If you're not planning on installing an electrical panel in the garage, the installation is quite straight forward. You can basically treat the garage circuit, just like any other branch circuit. If you do plan on installing a panel in the garage, the following information is not for you.
You'll install a 20 ampere breaker, in the panel in the house. From there you can either go straight into conduit, or you can run any other approved cable. From the question, it sounds like you want to use nonmetallic sheathed cable from the panel, which is just fine. You'll connect the 12/2 with ground NM cable appropriately in the panel, and run it out to a junction box near where the conduit will leave the house.
Then you'll run conduit from that junction box, outside, underground, then up and into the garage, ending at another junction box. You'll want to make sure you install expansion fittings where appropriate, especially if you're entering the buildings above ground.
Next you'll pull three, 12 AWG THWN wires through the conduit. Connect the wires from the NM cable, to the THWN conductors in the junction box in the house.
Finally, you'll run cable from the junction box to the outlets in the garage.
Single, or Multi-wire branch circuit
National Electrical Code allows a garage to be supplied by a single, or multi-wire branch circuit without much trouble.

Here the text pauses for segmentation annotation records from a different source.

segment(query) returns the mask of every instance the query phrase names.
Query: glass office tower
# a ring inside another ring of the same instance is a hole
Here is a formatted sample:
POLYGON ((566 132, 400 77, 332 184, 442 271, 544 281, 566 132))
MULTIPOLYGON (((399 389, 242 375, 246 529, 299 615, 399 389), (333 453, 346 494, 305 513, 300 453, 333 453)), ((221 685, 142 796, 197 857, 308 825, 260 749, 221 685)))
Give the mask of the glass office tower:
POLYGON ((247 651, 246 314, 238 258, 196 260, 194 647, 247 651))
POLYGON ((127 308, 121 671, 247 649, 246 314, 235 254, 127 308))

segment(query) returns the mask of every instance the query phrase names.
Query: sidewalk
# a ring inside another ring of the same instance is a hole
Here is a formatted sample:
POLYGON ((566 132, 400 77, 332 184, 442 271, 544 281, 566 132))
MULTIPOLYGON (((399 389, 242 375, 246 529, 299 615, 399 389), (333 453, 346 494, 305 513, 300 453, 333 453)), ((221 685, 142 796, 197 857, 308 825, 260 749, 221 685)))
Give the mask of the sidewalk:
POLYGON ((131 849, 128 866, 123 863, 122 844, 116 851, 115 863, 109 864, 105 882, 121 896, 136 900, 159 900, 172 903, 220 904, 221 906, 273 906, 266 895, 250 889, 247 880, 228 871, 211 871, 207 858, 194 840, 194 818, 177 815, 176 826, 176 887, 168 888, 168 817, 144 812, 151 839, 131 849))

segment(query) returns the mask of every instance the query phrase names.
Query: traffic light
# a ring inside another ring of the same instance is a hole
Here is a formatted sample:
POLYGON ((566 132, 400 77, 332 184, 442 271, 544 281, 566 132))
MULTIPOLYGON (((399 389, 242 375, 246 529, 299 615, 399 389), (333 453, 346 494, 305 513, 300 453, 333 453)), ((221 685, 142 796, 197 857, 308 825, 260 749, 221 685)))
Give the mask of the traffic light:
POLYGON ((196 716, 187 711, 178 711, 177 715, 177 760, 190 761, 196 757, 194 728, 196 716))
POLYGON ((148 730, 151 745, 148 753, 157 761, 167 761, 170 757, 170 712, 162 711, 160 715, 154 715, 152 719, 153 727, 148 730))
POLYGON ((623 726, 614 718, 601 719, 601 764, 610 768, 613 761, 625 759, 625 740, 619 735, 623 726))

If you don't plan on using much power, and don't mind having the lights and receptacles on the same circuit. You can simply run a single circuit out to the garage, and power everything with it. However, if you want to separate the lighting load from the receptacles load, you can install a multi-wire branch circuit without much extra effort.
If you decide to install a multi-wire branch circuit, you'll have to install a double pole breaker instead of a single pole breaker. So to do this, you'll have to have two slots open in the panel. You'll also have to install an additional conductor, so you'll have to use 12/3 NM cable and pull and extra wire through the conduit.
Whether you decide to install a single or multi-wire branch circuit, you'll need to use at least 1/2" conduit if you're using schedule 80 PVC. According to Table 5 of Chapter 9 of the National Electrical Code, each 12 AWG THWN conductor has an approximate area of 0.0133 in.². Table 4 of the same chapter, says that 1/2" schedule 80 PVC has a total internal area of 0.217 in.². However, since there are more than 2 wires in the conduit, you can only fill the conduit to 40%.
0.0133 in.² * 3 conductors = 0.0399 in.²
0.217 in.² * 0.40 = 0.0868 in.²
Three 12 AWG THWN conductors will take up 0.0399 in.², while 40% of the total internal area of 1/2" schedule 80 PVC is 0.0868 in.². So there's no problem fitting the 3 conductors through the conduit.
0.0133 in.² * 4 conductors = 0.0532 in.²
Even if you decide to run a multi-wire branch circuit, you'll still have plenty of room in the 1/2" conduit.
Conduit Minimum Cover
According to Table 300.5 of the National Electrical Code, direct burial nonmetallic raceways not encased in concrete or other raceways is required to have a minimum cover of 18" (450 mm). However, if it's a residential branch circuit, 120 volts or less, GFCI protected, with 20 ampere or less overcurrent protection, it can have a minimum cover of 12".
So if you're installing a single branch circuit to supply the garage, you can install a GFCI breaker and you'll only have to bury the conduit 12". Otherwise, you're going to have to bury the conduit 18".
NOTE: Minimum cover is based on the conduit running under nothing but grass and dirt. Minimum cover may vary if run under concrete, walkways, streets, parking lots, etc.
Grounding and Bonding
Since you'll only be installing a single or multi-wire branch circuit, you'll only be required to run an appropriately sized grounding conductor along with the current carrying conductors (250.32(A)Ex. 1). You'll extend this grounding conductor to each outlet, and connect any devices to it. There are no other grounding or bonding requirements, as long as there are no metallic pathways connecting the two structures.
Means of disconnect
As Speedy Petey points out, you'll also need a means of disconnect inside or outside the building near where the circuit enters (225.31, 225.32). A means of disconnect is simply any approved method of disconnecting all ungrounded conductors. This could be simple snap switches, a pullout disconnect, a safety switch, etc.
Once you supply a garage with electric power, you'll also have to install a few required outlets. First you'll need at least one receptacle outlet (210.52(G)(1)), which will have to be GFCI protected (210.8(A)(2)). You'll also have to install one switch controlled lighting outlet inside (210.70(A)(2)(a)), and one switch controlled lighting outlet on the outside to provide lighting for the entrance/exits (210.70(A)(2)(b)).
Single branch circuit supplying garage
Multi-wire branch circuit supplying garage
- This answer is based on National Electrical Code 2014, and may not be applicable to areas that do not follow NEC.